The Organised Private Sector of Nigeria (OPSN), represented by its Chairman, Dele Oye, has voiced strong concerns over the recent implementation of a four percent charge on the Free On-Board (FOB) value of imports by the Nigeria Customs Service (NCS). This charge, a significant increase from the previous one percent, is viewed as an additional burden on industries still grappling with the aftermath of recent economic reforms. Oye, who also serves as the President of the Nigerian Association of Chambers of Commerce, Industry, Mines, and Agriculture (NACCIMA), argues that this new levy will inevitably increase production costs, thereby contradicting President Bola Tinubu’s objective of reducing inflation to 15 percent. He advocates for either a suspension of the FOB charge or, at the very least, an exemption for businesses engaged in production and manufacturing, suggesting that the charge be targeted towards luxury goods instead.

The OPSN chairman emphasizes that imposing additional taxes is counterproductive to stimulating economic growth. He suggests that instead of resorting to taxation, the government should prioritize fostering a conducive business environment through reasonable regulation, access to single-digit loans, and enhanced stakeholder engagement. He points to the success of business-friendly destinations like Dubai, attracting investment while others, like London, experience capital flight due to high taxes. Oye maintains that Nigeria needs to become more competitive than its neighbors by creating an environment that attracts investment rather than imposing further financial burdens on businesses.

Addressing the recently revised 2024 budget, Oye expresses concern about the growing fiscal deficit, particularly the additional N4.5 trillion allocation. While acknowledging the positive aspect of allocating funds to support the Bank of Agriculture and the Bank of Industry, a move long advocated for by the private sector, he stresses the importance of fiscal responsibility. He believes that these institutions, with proper funding, can provide much-needed single-digit loans to bolster the productive sector.

Oye also calls upon the Central Bank of Nigeria (CBN) to play a crucial role in fostering economic growth. He urges the CBN to reduce the monetary policy rate and cap public-sector borrowing, thus freeing up funds for private investment. He explains that repaying existing public sector loans would lower the interbank rate, leading to a subsequent decrease in interest rates with CBN support. Oye believes that access to affordable loans is a key catalyst for revitalizing the economy.

Furthermore, the OPSN chairman underscores the necessity of finalizing resolutions on the tax bill and enhancing the competitiveness of Free Trade Zones (FTZs). He argues that FTZs, as major catalysts for growth, should be made as attractive as those in neighboring countries like Ghana to attract international industries and stimulate economic expansion. He emphasizes the importance of positioning Nigeria as a desirable destination within the global network of FTZs.

Oye concludes by emphasizing the significance of stakeholder engagement in policy formulation.

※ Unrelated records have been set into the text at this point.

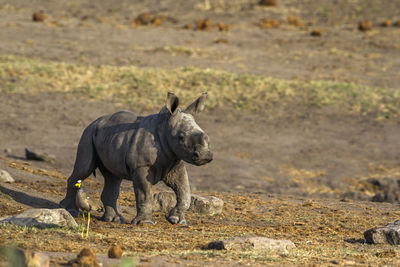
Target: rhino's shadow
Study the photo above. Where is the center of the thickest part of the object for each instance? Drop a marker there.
(32, 201)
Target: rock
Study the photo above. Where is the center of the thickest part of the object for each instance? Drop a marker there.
(187, 26)
(19, 257)
(207, 205)
(37, 259)
(365, 25)
(38, 16)
(86, 258)
(316, 33)
(386, 23)
(5, 177)
(293, 20)
(203, 24)
(222, 27)
(39, 155)
(165, 201)
(388, 190)
(115, 252)
(253, 243)
(42, 218)
(268, 23)
(267, 3)
(388, 234)
(143, 19)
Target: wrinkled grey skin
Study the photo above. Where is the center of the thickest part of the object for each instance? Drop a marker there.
(145, 150)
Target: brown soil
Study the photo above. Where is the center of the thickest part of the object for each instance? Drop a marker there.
(266, 168)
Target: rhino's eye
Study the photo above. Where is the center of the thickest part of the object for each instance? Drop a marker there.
(181, 137)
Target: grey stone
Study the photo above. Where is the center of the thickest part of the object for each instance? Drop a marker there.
(165, 201)
(388, 234)
(42, 218)
(244, 243)
(39, 155)
(5, 177)
(207, 205)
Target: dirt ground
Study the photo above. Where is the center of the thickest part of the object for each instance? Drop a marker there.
(267, 166)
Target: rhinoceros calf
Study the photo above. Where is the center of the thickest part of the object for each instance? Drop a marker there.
(145, 150)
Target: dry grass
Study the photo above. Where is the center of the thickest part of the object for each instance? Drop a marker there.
(145, 89)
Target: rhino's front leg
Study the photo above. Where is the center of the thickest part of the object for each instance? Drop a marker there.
(143, 195)
(178, 180)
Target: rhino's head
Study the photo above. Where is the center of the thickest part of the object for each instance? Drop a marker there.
(187, 140)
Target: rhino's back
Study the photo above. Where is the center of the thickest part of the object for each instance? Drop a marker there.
(124, 140)
(118, 118)
(112, 137)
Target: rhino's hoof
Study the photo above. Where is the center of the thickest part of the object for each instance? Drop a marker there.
(118, 219)
(68, 204)
(137, 221)
(73, 212)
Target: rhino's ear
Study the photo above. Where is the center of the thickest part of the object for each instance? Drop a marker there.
(198, 105)
(172, 103)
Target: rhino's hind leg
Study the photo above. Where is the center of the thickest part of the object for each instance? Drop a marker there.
(144, 197)
(178, 180)
(85, 164)
(109, 197)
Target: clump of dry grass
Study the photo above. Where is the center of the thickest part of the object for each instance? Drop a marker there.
(145, 88)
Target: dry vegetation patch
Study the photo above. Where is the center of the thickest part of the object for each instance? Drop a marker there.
(145, 88)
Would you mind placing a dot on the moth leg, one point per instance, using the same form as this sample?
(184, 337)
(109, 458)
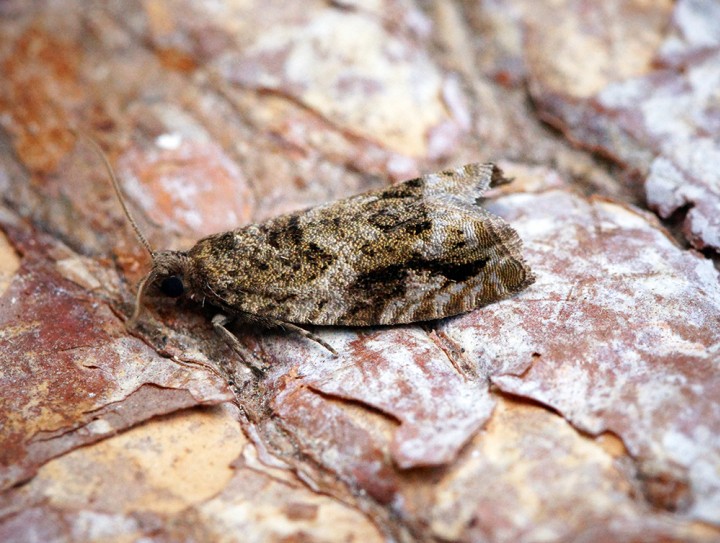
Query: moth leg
(307, 335)
(219, 322)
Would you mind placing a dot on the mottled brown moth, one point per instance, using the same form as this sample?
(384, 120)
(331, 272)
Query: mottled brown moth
(420, 250)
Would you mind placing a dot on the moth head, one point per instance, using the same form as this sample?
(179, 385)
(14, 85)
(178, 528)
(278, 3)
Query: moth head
(169, 274)
(169, 268)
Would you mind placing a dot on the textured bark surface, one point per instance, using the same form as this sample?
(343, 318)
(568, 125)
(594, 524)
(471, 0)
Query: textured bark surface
(584, 409)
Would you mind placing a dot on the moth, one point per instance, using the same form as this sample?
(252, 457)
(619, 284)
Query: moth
(420, 250)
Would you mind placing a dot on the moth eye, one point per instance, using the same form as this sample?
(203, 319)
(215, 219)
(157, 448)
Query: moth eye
(172, 286)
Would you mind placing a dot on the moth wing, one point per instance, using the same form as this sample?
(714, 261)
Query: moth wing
(419, 250)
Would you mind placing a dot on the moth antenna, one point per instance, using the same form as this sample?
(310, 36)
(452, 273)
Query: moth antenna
(141, 288)
(152, 275)
(118, 192)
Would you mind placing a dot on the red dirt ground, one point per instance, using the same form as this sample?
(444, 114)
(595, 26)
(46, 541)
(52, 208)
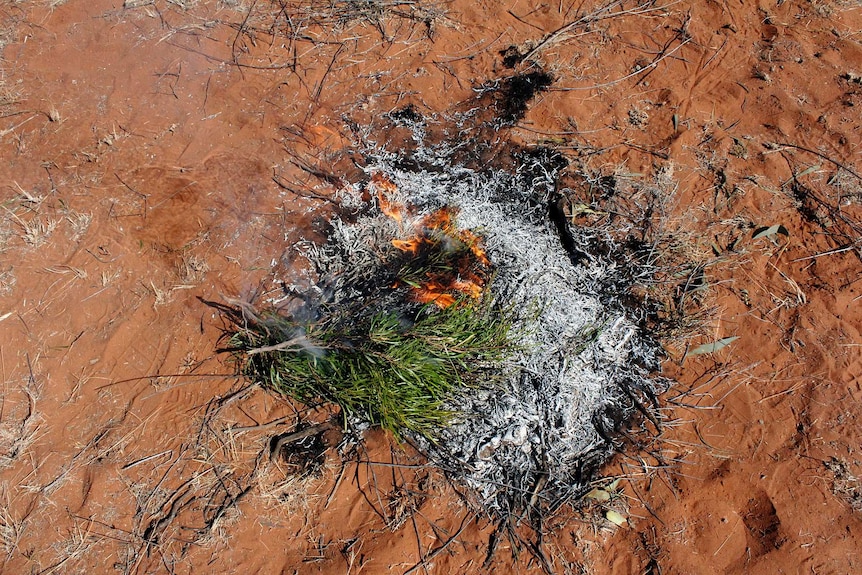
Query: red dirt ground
(141, 142)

He urges the government to embrace a collaborative approach, consulting with the private sector and other stakeholders before implementing major economic policies. He believes this collaborative approach is essential for ensuring policy effectiveness and achieving the desired economic growth and stability. He stresses that policies implemented without adequate stakeholder input often result in unintended consequences and hinder economic progress. The current situation, he argues, presents an opportunity for the government to foster a genuine partnership with the private sector, creating a more robust and resilient economy.